Meta, la maison mère de Facebook, Instagram et WhatsApp, comparaît à partir de ce mardi devant un tribunal américain dans le cadre d'un procès de 1,4 milliard de dollars. La plainte, déposée par 42 États américains, accuse l'entreprise d'avoir délibérément conçu ses plateformes pour créer une addiction chez les mineurs.

Des accusations d'addiction délibérée

Les plaignants, menés par le procureur général du Colorado, Phil Weiser, affirment que Meta a utilisé des algorithmes pour maximiser le temps passé par les jeunes sur ses applications, au détriment de leur santé mentale. Selon la plainte, l'entreprise aurait ignoré les avertissements internes sur les dangers de ses produits pour les adolescents, et aurait même menti au public sur leur sécurité.

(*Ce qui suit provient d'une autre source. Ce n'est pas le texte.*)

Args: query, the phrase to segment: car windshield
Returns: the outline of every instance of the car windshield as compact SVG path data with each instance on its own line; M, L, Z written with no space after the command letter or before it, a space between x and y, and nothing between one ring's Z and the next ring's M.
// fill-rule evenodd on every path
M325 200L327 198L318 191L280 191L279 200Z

Cette affaire s'inscrit dans une série de poursuites similaires contre les géants de la tech, mais elle est l'une des plus importantes en termes de montant demandé. Les États réclament des dommages-intérêts pour les coûts de santé publique liés à la détresse psychologique des jeunes, ainsi que des mesures correctives pour protéger les mineurs.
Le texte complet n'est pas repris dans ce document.